Date: August 28, 1862
Result: Confederate Victory
Troops Engaged: 5,000 US; 25,000 CS
Casualties: 75 US; 25 CS
On August 26, after Lee divided his Confederate army, Jackson moved his forces through Thoroughfare Gap, a pass through the Bull Run Mountains, and into position near the old Manassas battlefield. Two days later, General James Longstreet was moving eastward to join Jackson, but found the Gap held by General James Ricketts’ Union division. Longstreet’s staff officer Moxley Sorrel described the terrain: “This is a mountain gorge, not long, but narrow, rocky, and precipitous. It was capable of stubborn defense. Its echoes were wonderful — a gun fired in its depths gave forth roars fit to bring down the skies.” Ricketts’ men put up a fierce fight.
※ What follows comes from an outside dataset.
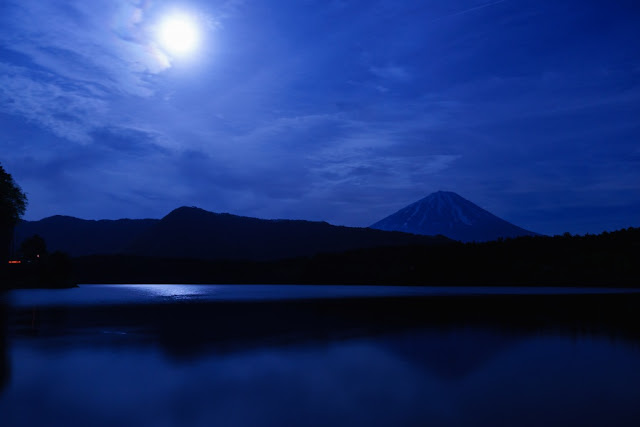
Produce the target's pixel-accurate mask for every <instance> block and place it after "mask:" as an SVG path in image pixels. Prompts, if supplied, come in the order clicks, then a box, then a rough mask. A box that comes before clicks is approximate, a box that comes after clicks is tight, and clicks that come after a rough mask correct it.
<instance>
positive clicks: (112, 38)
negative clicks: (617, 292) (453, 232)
mask: <svg viewBox="0 0 640 427" xmlns="http://www.w3.org/2000/svg"><path fill="white" fill-rule="evenodd" d="M176 8H180V9H185V10H188V11H190V13H192V14H196V15H197V19H198V20H199V22H200V25H201V26H202V29H201V31H202V38H203V40H202V43H201V46H200V49H199V50H198V51H197V52H196V53H195V54H194V55H191V56H188V57H180V56H175V55H171V54H170V53H168V52H165V51H164V49H163V47H162V46H161V45H159V43H158V40H157V37H156V35H155V33H154V31H153V28H154V25H156V23H157V22H158V20H159V19H161V17H162V16H163V15H164V14H166V13H167V11H168V10H171V9H176ZM0 148H1V151H0V161H1V162H2V164H3V165H4V167H5V168H6V169H7V170H8V171H9V172H10V173H12V174H13V175H14V178H15V179H16V181H17V182H18V183H19V184H21V185H22V187H23V189H24V190H25V191H26V192H27V193H28V197H29V202H30V204H29V208H28V211H27V214H26V218H27V219H40V218H42V217H45V216H49V215H54V214H67V215H73V216H78V217H81V218H93V219H99V218H122V217H130V218H140V217H154V218H158V217H162V216H163V215H165V214H167V213H168V212H169V211H170V210H172V209H174V208H176V207H178V206H181V205H189V206H191V205H195V206H199V207H202V208H204V209H207V210H211V211H216V212H230V213H234V214H240V215H248V216H256V217H262V218H298V219H309V220H325V221H328V222H331V223H334V224H340V225H351V226H368V225H370V224H371V223H373V222H375V221H377V220H379V219H381V218H383V217H385V216H387V215H389V214H391V213H393V212H395V211H396V210H398V209H400V208H402V207H404V206H405V205H407V204H409V203H411V202H413V201H415V200H417V199H420V198H422V197H424V196H426V195H428V194H429V193H431V192H433V191H437V190H450V191H455V192H457V193H459V194H460V195H462V196H463V197H465V198H467V199H469V200H471V201H473V202H475V203H477V204H478V205H480V206H481V207H483V208H485V209H488V210H489V211H491V212H493V213H495V214H497V215H498V216H501V217H503V218H504V219H507V220H509V221H511V222H513V223H515V224H517V225H520V226H522V227H525V228H528V229H531V230H533V231H537V232H541V233H548V234H556V233H562V232H564V231H569V232H572V233H586V232H590V233H597V232H600V231H602V230H614V229H618V228H622V227H628V226H640V3H639V2H638V1H637V0H632V1H613V2H612V1H605V0H602V1H588V0H553V1H552V0H549V1H545V0H504V1H486V0H434V1H417V0H416V1H406V0H405V1H402V0H393V1H392V0H384V1H376V0H353V1H351V0H333V1H332V0H244V1H243V0H226V1H225V0H219V1H197V0H194V1H190V2H180V1H159V0H155V1H134V0H92V1H86V0H66V1H57V0H2V1H1V2H0Z"/></svg>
Heavy fire erupted from sharpshooters defending the Gap from the six and-one-half-story Chapman’s Mill (now Chapman’s/Beverley Mill), and one Federal regiment threatened to take position on Pond Mountain. To counter this threat, Longstreet ordered Colonel Henry Benning’s men to climb Pond Mountain and flank Ricketts’ left. He also ordered Colonel Evander Law’s troops to cross Mother Leathercoat Mountain, to the north of the Gap, and flank the Union right. Together, these two advances ensured Ricketts’ withdrawal and Longstreet’s safe passage through Thoroughfare Gap. The next day, Longstreet successfully united with Jackson, already engaged in the Second Battle of Manassas, and their combined forces achieved a signal victory against Pope’s army.
THOROUGHFARE GAP TODAY
Nestled in the Bull Run Mountains between Mother Leathercoat Mountain and Pond Mountain, Thoroughfare Gap remains true to its name as water, road, and rail still pass through there today. The Manassas Gap Railroad (now Norfolk Southern) and Broad Run creek still inhabit the Gap, but the old road was replaced with Route 55 and I-66. Chapman’s/Beverley Mill stands nearby, watching over the Gap much as it did during the battle.